GOSS: Exactly, it’s unusual. My character kills a cop and it’s devastating to him, but he doesn’t show it, nor is he blasé about it. He has to get on with surviving in this joint and win the audience over. Out of all the crimes, if you kill an officer of the law, you are f**ked! He knows it, and he’s like, “Look, what more can you do to me than the endless years ahead of me of being screwed over by you guys?” Day one, he’s a survivor and a capable human being, and needs to get on with surviving in this race. So I agree with you, it did make for a change. It’s a challenge, because you’re not going to have the audience from second one; you’re going to have to try to win them over through the story, the writing, the characterizations and all of that stuff. To me, it makes it more interesting for the same reason you just said, because you really are not redeemable at that stage, you have to find a way to become redeemable, and that is a new challenge. It was the same thing with Prince Nuada [in HELLBOY II]; I wanted to find a contingent of people who said, “I’m with him.”
FANG: Did you do any stunt driving or other stunts in the film?

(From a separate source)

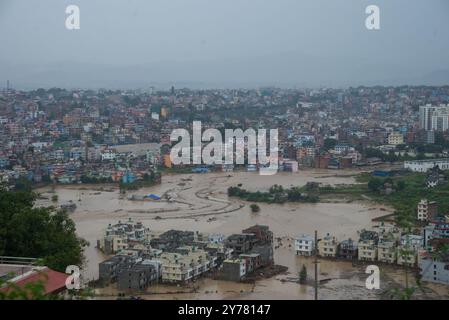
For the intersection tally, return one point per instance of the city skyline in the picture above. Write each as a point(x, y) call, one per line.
point(200, 44)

GOSS: Yeah. Patty Jackson, one of the film’s South African executives, said to me, “Hey man, I have a family, I have grandkids, I have this, I have that, and if you scratch that [opening getaway] car, I will get fired.” [Laughs] So they wanted to see what I could do, I got some training and I put in some 360s and J-turns. And they were a little surprised. So they let me drive a great deal in the movie. I told Roel, who knows I’m a massive Steve McQueen fan, “If they could do it back then, please, we must be able to do it now. I want your camera in the car with me, looking inside out. I’m doin’ it, so the audience knows I’m doing it.” As a fanboy myself, I don’t want it just to be greenscreen. Inevitably we had to do some of that because of time restraints and safety, but I said, “Please, I really want to do this.” So I did all the fights myself 100 percent, and most of the driving, but I had an amazing stunt driver who did some of the crazy stuff. So that was fun.
FANG: How did you like shooting in South Africa?
GOSS: DEATH RACE 2 was my fourth project in Cape Town, so it’s almost like a little family down there for me. Meg Tanner, my personal makeup artist, lives there, and I’ve worked with the stunt dudes before. And I know the area, I know where I’m going, so I ended up driving myself [to set and locations] a lot because I knew where I was. I love it down there.
FANG: There has already been gossip about a DEATH RACE 3. Will you/Carl Lucas return?
GOSS: It’s certainly something I’d love to do; it’d be fun. The official standpoint at the moment is that it hasn’t been announced that it’s happening, but there have been discussions. But it’s not in development, it has not been decided, it’s not a green light at this stage. I have not spoken to anyone about any more than that, really.